# Best WIFI card for Linux



## AsphyxiA (Jan 12, 2009)

I'm building a barebones gaming lappy and need to decide on a wifi card to go with.  I needs to know what wifi card has great support with linux, that isn't an intel wireless n card.  I here Atheros cards do really well, would a macbook wifi card work with my lappy?  any input on the whole wifi situation would be most appreciated.


----------



## Stephen (Jan 12, 2009)

I have a TP-Link tl-wn321g usb one and it works fine in Kubuntu


----------



## AsphyxiA (Jan 12, 2009)

what chipset is it using? ill be using gentoo so I need to know what driver support to build into my kernel.


----------



## AsphyxiA (Jan 12, 2009)

started looking up stuff for Ralink came up with this chipset: Ralink RT2880.  anyone used it?


----------



## Stephen (Jan 12, 2009)

AsphyxiA said:


> what chipset is it using? ill be using gentoo so I need to know what driver support to build into my kernel.



rt73

It works out of the box on any ubuntu 8.10 distro and opensuse 11.1. They're the only new ones I've tried.


----------



## mab1376 (Jan 12, 2009)

I've always had great compatibility with Intel cards on multiple distros (2200BG and 4965AGN)


----------



## AsphyxiA (Jan 12, 2009)

yes, intel has had some great stuff in the past but theyre wireless n cards are known to drop out often.  Even the card on my girlfriends lappy dosen't like to connect or stay connected to the router when others will. 

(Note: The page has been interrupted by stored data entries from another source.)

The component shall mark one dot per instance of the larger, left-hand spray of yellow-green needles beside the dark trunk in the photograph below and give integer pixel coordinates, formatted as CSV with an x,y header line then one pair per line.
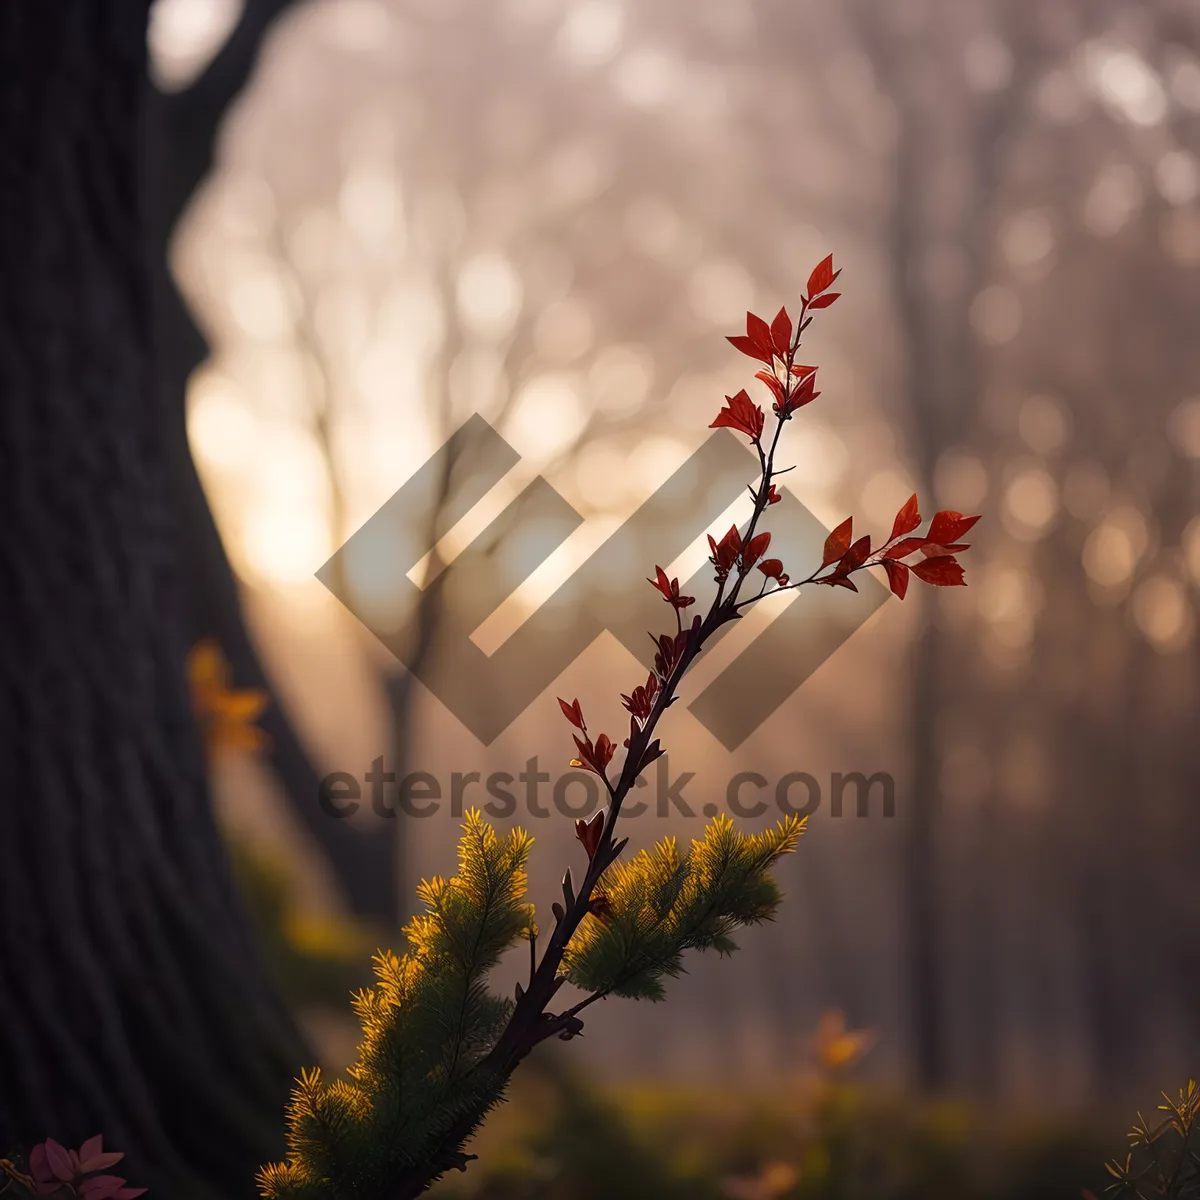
x,y
428,1023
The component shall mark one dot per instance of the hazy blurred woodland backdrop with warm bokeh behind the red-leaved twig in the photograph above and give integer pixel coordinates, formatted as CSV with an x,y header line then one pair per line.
x,y
381,217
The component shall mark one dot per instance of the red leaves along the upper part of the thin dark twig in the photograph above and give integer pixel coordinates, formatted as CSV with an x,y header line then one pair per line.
x,y
931,556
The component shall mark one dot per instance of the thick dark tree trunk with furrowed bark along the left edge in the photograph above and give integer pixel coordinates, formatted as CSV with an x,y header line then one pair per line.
x,y
133,1001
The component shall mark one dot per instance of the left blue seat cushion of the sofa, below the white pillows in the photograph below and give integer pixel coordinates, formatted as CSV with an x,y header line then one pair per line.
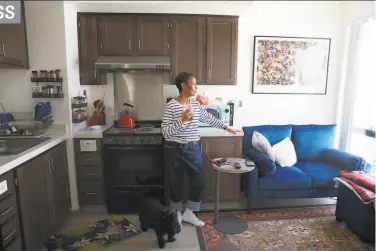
x,y
283,178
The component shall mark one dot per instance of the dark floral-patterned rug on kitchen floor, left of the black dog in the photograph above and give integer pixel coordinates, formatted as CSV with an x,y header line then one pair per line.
x,y
95,237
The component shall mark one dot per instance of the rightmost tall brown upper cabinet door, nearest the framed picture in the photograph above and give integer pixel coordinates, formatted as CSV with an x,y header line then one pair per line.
x,y
221,54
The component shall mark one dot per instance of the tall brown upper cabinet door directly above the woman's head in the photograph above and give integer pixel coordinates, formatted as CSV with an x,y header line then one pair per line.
x,y
187,45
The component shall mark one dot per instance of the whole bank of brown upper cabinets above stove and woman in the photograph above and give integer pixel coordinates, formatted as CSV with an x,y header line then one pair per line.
x,y
203,45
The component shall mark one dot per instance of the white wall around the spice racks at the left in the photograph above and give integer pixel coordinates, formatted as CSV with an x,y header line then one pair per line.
x,y
46,44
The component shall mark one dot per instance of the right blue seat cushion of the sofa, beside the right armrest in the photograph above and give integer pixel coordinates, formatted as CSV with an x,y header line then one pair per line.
x,y
321,174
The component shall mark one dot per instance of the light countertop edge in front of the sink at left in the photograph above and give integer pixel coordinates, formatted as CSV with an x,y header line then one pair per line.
x,y
7,163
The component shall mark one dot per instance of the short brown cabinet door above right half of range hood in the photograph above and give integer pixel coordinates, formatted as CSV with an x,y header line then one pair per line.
x,y
152,35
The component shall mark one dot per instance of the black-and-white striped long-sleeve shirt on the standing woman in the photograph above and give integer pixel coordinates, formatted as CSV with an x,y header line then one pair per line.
x,y
174,130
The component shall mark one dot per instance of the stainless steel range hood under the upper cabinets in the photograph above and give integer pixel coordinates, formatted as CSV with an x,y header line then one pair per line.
x,y
133,63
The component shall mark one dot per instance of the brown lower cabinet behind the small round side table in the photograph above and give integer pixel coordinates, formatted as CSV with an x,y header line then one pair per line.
x,y
216,147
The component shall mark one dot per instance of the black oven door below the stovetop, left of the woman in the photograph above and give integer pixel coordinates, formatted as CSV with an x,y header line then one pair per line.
x,y
125,165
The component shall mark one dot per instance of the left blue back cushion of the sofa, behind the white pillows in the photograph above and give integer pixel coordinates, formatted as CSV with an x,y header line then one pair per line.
x,y
273,133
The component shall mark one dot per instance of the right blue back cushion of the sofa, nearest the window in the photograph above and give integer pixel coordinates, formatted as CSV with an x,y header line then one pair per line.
x,y
309,140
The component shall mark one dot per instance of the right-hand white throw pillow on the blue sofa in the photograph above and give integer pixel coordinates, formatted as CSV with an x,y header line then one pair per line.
x,y
284,153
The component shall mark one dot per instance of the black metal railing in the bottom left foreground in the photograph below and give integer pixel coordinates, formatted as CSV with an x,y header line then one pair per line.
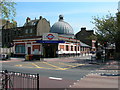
x,y
16,80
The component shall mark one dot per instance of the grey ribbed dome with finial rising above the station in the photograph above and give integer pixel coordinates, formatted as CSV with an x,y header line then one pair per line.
x,y
62,27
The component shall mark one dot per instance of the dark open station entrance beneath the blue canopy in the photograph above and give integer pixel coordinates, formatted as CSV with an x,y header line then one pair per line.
x,y
49,50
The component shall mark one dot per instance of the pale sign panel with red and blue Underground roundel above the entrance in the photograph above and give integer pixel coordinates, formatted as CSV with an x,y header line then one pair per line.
x,y
50,36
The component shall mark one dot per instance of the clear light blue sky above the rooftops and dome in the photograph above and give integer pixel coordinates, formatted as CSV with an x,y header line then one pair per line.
x,y
77,14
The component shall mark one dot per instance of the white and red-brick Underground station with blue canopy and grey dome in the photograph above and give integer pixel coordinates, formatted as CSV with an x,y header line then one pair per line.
x,y
55,41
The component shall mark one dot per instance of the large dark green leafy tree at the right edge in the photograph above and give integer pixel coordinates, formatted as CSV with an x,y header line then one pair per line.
x,y
107,29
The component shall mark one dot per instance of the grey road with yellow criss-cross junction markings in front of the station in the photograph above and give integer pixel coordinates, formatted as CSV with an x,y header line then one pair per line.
x,y
55,73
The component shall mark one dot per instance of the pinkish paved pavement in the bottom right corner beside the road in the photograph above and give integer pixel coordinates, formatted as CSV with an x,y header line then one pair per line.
x,y
106,77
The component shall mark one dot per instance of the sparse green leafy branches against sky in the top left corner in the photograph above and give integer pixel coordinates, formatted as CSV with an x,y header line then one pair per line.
x,y
8,10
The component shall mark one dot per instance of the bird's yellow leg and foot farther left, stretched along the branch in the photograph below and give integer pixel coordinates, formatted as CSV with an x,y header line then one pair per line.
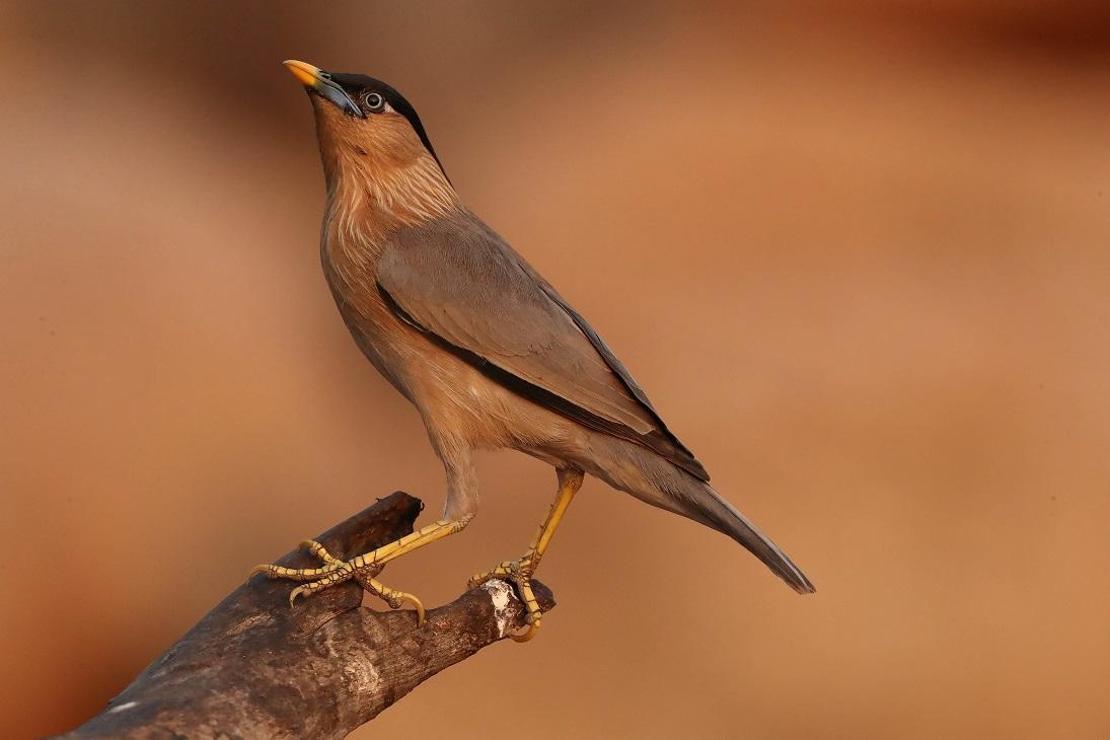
x,y
362,569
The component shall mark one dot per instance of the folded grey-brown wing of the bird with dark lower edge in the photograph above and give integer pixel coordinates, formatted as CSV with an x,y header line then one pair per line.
x,y
459,282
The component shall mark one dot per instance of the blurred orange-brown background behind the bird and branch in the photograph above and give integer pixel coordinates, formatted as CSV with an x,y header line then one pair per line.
x,y
857,252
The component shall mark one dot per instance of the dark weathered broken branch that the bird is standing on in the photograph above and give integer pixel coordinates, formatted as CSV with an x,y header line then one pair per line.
x,y
254,667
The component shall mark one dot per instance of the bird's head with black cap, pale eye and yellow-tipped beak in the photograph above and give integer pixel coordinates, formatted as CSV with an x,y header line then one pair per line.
x,y
371,135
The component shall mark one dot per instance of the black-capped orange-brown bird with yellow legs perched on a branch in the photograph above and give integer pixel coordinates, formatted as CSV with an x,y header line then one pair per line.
x,y
489,352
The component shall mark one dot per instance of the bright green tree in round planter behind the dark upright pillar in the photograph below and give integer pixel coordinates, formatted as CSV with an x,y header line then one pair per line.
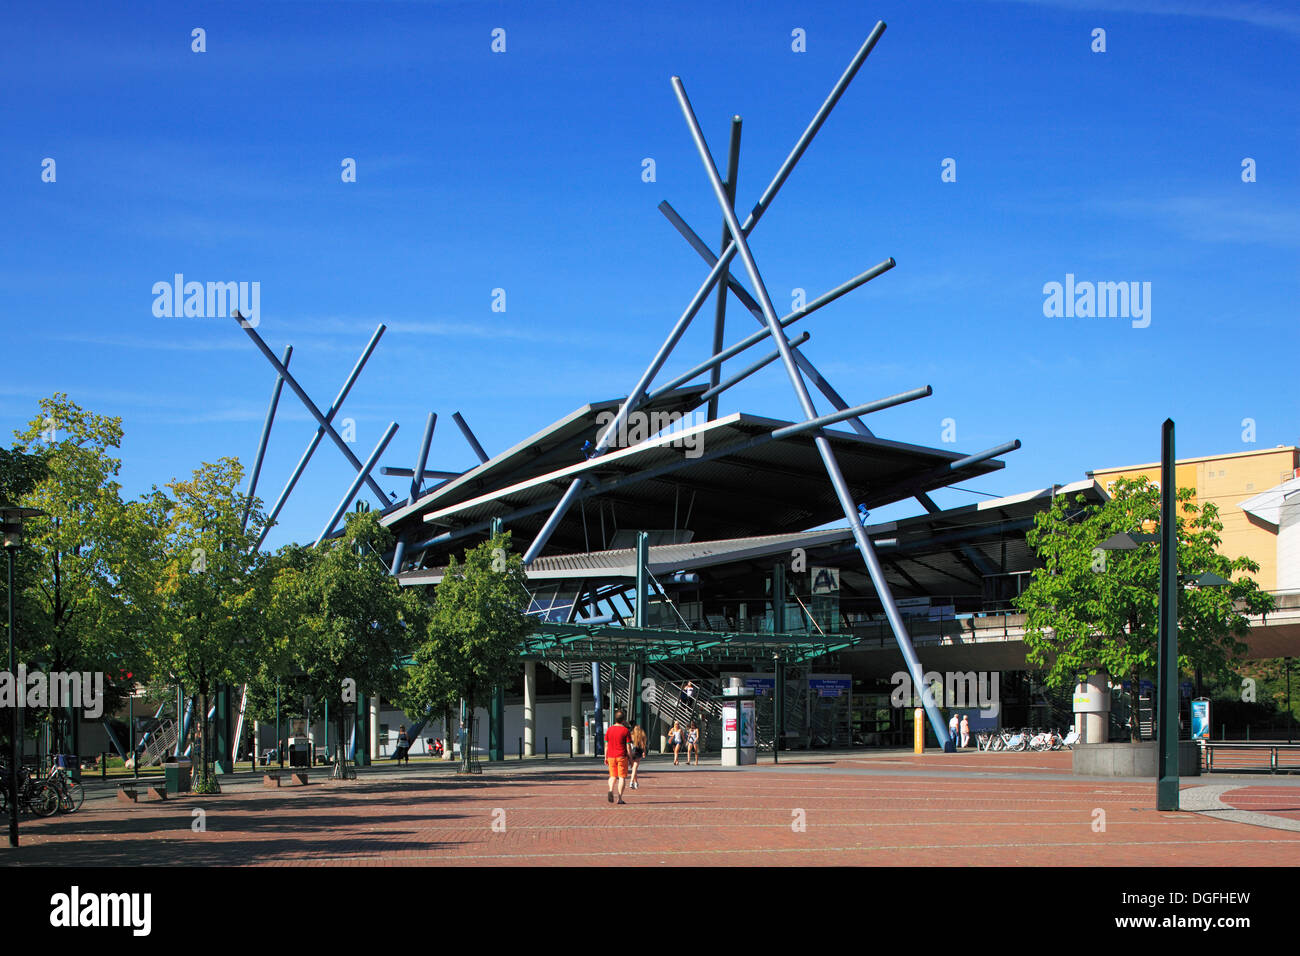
x,y
1089,611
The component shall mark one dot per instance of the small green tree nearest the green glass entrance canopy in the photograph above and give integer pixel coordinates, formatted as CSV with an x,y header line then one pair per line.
x,y
475,631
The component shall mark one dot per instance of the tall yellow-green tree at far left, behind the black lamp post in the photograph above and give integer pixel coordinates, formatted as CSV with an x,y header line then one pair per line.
x,y
85,596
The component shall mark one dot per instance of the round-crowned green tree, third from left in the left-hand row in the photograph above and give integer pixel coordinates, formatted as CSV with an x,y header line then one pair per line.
x,y
348,622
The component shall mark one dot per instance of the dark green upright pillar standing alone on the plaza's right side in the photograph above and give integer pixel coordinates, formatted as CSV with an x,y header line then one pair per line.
x,y
1167,730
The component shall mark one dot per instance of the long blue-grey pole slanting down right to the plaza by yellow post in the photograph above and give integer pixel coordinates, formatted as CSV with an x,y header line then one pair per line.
x,y
824,445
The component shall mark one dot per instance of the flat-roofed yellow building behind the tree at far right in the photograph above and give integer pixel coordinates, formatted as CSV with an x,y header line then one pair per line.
x,y
1229,481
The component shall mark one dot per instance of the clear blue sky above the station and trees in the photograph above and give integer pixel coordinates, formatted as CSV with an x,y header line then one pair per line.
x,y
523,171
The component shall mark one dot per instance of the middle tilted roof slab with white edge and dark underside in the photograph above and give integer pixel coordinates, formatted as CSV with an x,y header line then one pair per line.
x,y
720,479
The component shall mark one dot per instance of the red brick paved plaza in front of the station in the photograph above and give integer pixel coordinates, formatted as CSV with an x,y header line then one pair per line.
x,y
859,810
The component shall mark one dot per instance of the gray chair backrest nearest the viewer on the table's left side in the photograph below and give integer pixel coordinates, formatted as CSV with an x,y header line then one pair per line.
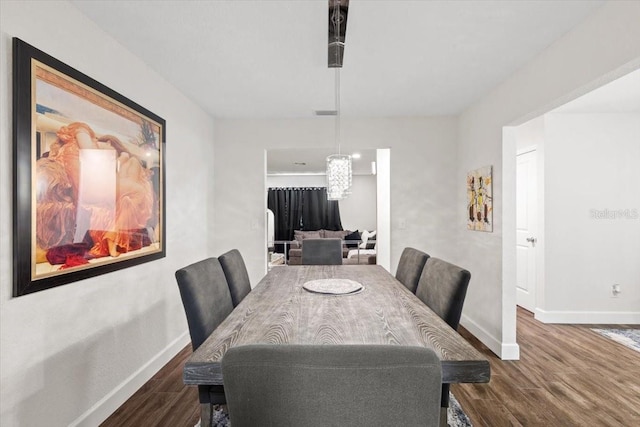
x,y
205,296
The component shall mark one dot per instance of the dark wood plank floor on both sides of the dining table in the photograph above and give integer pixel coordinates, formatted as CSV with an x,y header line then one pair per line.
x,y
567,375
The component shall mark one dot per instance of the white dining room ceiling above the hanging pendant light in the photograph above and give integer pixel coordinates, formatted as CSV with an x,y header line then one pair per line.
x,y
268,59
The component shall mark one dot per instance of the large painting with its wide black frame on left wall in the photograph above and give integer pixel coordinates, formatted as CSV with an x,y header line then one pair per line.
x,y
88,176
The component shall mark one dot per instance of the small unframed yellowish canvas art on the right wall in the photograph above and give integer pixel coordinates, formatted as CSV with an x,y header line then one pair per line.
x,y
480,199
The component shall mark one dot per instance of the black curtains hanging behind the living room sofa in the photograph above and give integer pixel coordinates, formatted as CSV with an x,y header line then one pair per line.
x,y
302,209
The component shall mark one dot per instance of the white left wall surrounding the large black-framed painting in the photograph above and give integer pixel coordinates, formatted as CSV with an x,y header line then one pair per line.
x,y
72,354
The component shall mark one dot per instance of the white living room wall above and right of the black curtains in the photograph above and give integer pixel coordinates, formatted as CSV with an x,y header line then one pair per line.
x,y
357,212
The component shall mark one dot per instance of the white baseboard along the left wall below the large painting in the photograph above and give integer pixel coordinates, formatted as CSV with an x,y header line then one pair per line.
x,y
114,399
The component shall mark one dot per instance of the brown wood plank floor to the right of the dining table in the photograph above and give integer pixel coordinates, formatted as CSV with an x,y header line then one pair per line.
x,y
567,376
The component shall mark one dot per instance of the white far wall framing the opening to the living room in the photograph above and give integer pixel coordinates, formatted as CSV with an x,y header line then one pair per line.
x,y
423,189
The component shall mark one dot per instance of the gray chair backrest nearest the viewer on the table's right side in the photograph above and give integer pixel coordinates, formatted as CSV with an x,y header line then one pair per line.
x,y
443,287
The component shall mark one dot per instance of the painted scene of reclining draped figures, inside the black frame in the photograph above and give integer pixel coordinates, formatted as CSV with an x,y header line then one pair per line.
x,y
96,193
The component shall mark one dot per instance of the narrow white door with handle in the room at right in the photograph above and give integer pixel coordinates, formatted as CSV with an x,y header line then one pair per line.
x,y
526,205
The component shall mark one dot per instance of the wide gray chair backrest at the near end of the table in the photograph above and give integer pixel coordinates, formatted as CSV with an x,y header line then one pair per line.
x,y
319,385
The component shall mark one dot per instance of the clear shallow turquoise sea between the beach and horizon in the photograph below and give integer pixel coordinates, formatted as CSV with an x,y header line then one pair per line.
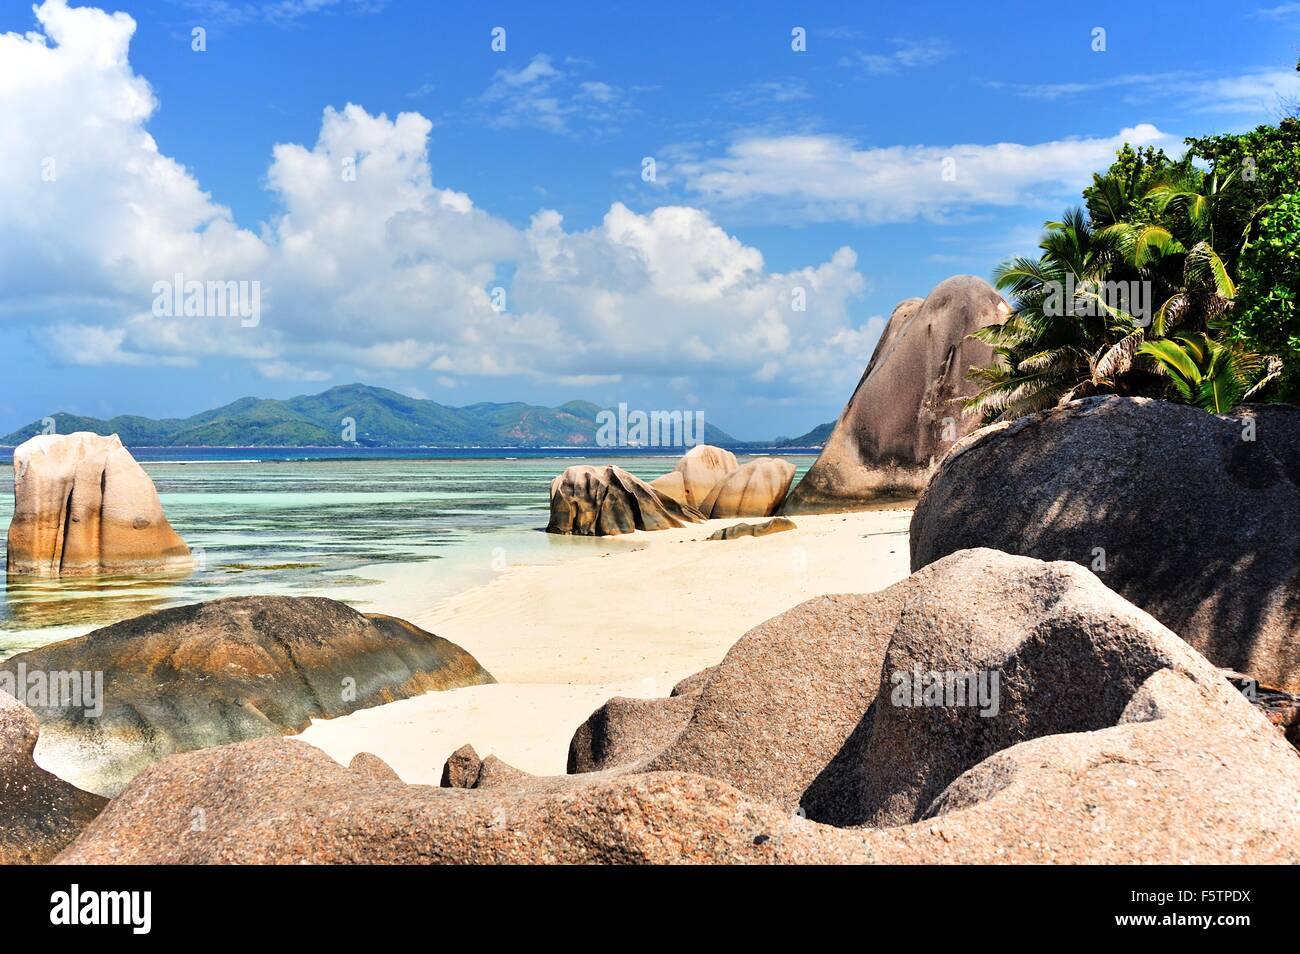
x,y
384,531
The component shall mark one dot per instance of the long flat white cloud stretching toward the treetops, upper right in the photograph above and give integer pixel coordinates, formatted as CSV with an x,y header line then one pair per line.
x,y
831,179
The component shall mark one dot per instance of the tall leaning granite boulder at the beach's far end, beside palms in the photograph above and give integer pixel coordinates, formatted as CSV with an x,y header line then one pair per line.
x,y
908,407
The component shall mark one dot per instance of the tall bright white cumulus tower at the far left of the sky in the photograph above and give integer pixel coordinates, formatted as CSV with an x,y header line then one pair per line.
x,y
92,209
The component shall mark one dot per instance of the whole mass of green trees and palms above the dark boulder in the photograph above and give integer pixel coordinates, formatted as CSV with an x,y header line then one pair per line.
x,y
1177,280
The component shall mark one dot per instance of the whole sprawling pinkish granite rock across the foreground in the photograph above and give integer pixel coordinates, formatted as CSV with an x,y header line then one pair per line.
x,y
1113,741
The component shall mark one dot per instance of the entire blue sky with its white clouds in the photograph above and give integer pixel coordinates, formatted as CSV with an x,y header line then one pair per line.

is the rt73 an n based chipset?


----------



## mab1376 (Jan 12, 2009)

why don't you try using a windows driver with ndis wrapper with whatever cards you have now?

http://sourceforge.net/projects/ndiswrapper/


----------



## AsphyxiA (Jan 12, 2009)

i have not had a whole lot of luck with the wrappers plus there are a lot of supported wifi cards out there.  I think I might just go with either Atheros or Ralink based card.  Ralinks probably on the top of the list.


----------



## Solaris17 (Jan 13, 2009)

iv had alot of luck with ralink cards.


----------



## AsphyxiA (Jan 13, 2009)

yeah the more and more i hear about them, the more i want to get one.  Oh and by the way In Flames is the shit, but I bet I've loved in flames the longest Mikael is the shit as well


----------